- Episode no.: Season 3 Episode 6
- Directed by: Linda Mendoza
- Written by: Andrew Guest
- Cinematography by: Giovani Lampassi
- Editing by: Sandra Montiel
- Production code: 306
- Original air date: November 8, 2015
- Running time: 22 minutes

Guest appearances
- Nick Cannon as Marcus; Matt Walsh as Lohank;

Episode chronology
| ← Previous "Halloween III" | Next → "The Mattress" |
- Brooklyn Nine-Nine season 3

= Into the Woods (Brooklyn Nine-Nine) =

"Into the Woods" is the sixth episode of the third season of the American television police sitcom series Brooklyn Nine-Nine. It is the 51st overall episode of the series and is written by Andrew Guest and directed by Linda Mendoza. It aired on Fox in the United States on November 8, 2015.

The show revolves around the fictitious 99th precinct of the New York Police Department in Brooklyn and the officers and detectives that work in the precinct. In the episode, Jake and Charles take Terry on a camping trip to help him relieve stress. Amy enlists the help of Gina in trying to convince the NYPD to purchase a product she invented as a child. Meanwhile, Holt tries to help Rosa break up with Marcus.

The episode was seen by an estimated 2.65 million household viewers and gained a 1.2/3 ratings share among adults aged 18–49, according to Nielsen Media Research. The episode received generally positive reviews from critics, who praised Beatriz's performance in the episode, Lohank's guest appearance, and the woods section.

==Plot==
During an operation, Jake (Andy Samberg) decides to smash through a window for an arrest, which forces Terry (Terry Crews) to work on more paperwork and causes him stress. Jake and Boyle (Joe Lo Truglio) decide to bring Terry on a trip to the woods to relieve his stress. They plan to stay in a cabin owned by Detective Lohank (Matt Walsh).

Upon arriving, it turns out the cabin has polluted water and no electricity. Also, Jake has brought no food. Boyle goes out to forage for mushrooms and gets lost. Jake and Terry find Boyle in a sinkhole and while attempting to help him climb out, they also fall in. After being chided by Terry for his childish attitude requiring others to clean up after his messes, Jake then spends the night using clothes to climb out, which allows him to save the others. Despite the disastrous trip, Terry realizes that he wants to continue being "Fun Terry" and the guys set off the fireworks Jake packed in lieu of food.

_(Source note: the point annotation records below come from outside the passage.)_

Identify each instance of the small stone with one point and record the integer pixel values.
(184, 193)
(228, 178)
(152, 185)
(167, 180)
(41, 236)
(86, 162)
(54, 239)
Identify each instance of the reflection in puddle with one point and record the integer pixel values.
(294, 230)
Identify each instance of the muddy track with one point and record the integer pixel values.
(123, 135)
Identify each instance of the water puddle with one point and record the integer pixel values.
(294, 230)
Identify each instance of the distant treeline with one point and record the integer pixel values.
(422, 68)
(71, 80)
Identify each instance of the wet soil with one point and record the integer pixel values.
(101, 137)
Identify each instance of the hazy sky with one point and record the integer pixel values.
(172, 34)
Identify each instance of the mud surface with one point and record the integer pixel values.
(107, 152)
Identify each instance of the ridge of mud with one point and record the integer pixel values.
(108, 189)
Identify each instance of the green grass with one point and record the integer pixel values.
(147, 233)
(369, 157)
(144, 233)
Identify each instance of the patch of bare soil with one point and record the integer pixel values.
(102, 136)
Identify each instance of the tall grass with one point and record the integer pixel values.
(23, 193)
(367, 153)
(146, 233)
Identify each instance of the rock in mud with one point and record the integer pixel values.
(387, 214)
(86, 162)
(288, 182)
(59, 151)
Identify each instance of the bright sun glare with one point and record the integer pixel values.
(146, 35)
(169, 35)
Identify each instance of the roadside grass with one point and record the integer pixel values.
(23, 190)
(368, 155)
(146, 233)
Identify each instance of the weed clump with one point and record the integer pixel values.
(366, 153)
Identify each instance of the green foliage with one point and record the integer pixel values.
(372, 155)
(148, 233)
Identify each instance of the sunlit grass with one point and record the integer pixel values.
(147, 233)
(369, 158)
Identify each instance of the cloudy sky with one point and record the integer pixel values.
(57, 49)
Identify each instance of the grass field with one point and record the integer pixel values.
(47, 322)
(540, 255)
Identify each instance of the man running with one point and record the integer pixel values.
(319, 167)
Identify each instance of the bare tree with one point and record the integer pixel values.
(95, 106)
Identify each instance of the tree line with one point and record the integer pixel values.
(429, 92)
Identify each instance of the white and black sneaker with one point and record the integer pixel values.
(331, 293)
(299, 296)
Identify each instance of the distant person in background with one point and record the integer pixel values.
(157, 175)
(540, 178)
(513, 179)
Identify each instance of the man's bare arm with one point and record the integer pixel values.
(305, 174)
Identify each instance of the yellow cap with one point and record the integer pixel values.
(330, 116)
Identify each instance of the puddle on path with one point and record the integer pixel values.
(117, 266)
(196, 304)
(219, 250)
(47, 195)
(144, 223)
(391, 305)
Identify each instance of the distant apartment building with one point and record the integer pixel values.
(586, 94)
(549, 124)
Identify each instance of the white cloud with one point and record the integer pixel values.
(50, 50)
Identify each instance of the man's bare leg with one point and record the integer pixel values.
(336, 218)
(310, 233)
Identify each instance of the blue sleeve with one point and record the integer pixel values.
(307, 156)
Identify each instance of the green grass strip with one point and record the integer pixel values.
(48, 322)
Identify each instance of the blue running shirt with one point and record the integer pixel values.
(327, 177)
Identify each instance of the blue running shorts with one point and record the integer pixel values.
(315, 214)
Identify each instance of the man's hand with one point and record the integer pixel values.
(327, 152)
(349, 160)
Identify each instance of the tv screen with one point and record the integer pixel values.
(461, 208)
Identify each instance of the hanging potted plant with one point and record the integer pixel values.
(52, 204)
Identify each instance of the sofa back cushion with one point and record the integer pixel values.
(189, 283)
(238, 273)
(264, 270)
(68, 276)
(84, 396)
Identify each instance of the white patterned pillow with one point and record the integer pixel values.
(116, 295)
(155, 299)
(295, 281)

Meanwhile, Rosa (Stephanie Beatriz) asks Holt (Andre Braugher) for help in breaking up with Marcus (Nick Cannon). Also meanwhile, Gina (Chelsea Peretti) helps Amy (Melissa Fumero) promote the latter's invention of a shoulder-mounted flashlight for the department, but the idea is rejected. Nevertheless, she tells Amy that they still tried and a girl in her building loves the invention.

==Reception==
===Viewers===
In its original American broadcast, "Into the Woods" was seen by an estimated 2.65 million household viewers and gained a 1.2/3 ratings share among adults aged 18–49, according to Nielsen Media Research. This was a 40% decrease in viewership from the previous episode, which was watched by 4.38 million viewers with a 2.0/5 in the 18-49 demographics. This means that 1.2 percent of all households with televisions watched the episode, while 3 percent of all households watching television at that time watched it. With these ratings, Brooklyn Nine-Nine was the third most watched show on FOX for the night, beating The Last Man on Earth and Family Guy, but behind Bob's Burgers and The Simpsons, fifth on its timeslot and seventh for the night, behind Quantico, Madam Secretary, Bob's Burgers, The Simpsons, Once Upon a Time, and Sunday Night Football.

===Critical reviews===
"Into the Woods" received generally positive reviews from critics. Jesse Hassenger of The A.V. Club gave the episode a "B" grade and wrote, "'Into the Woods' is another enjoyable episode of a show that usually provides enjoyable episodes. But its main story, wherein Jake and Charles take Terry on a guys' camping weekend to alleviate his building stress, features a lot of shopworn bad-camping-trip material." Allie Pape from Vulture gave the show a 4 star rating out of 5 and wrote, "Tonight's installment was a little paint-by-numbers in terms of character growth and lessons learned, but it still had … character growth and lessons learned, which hasn't always been one of the show’s strong points when compared with its success at being a straight-up joke-delivery machine."

Alan Sepinwall of HitFix wrote, "The separate components of an episode like this are really good, but they somehow add up to less than the sum of the individual parts." Andy Crump of Paste gave the episode a 7.5 rating and wrote, "So 'Into the Woods' is an amazing anomaly in Brooklyn Nine-Nines life cycle, offering up exactly what we want and need from the show as well as a few developments that are atypical to the characterizations of its ensemble."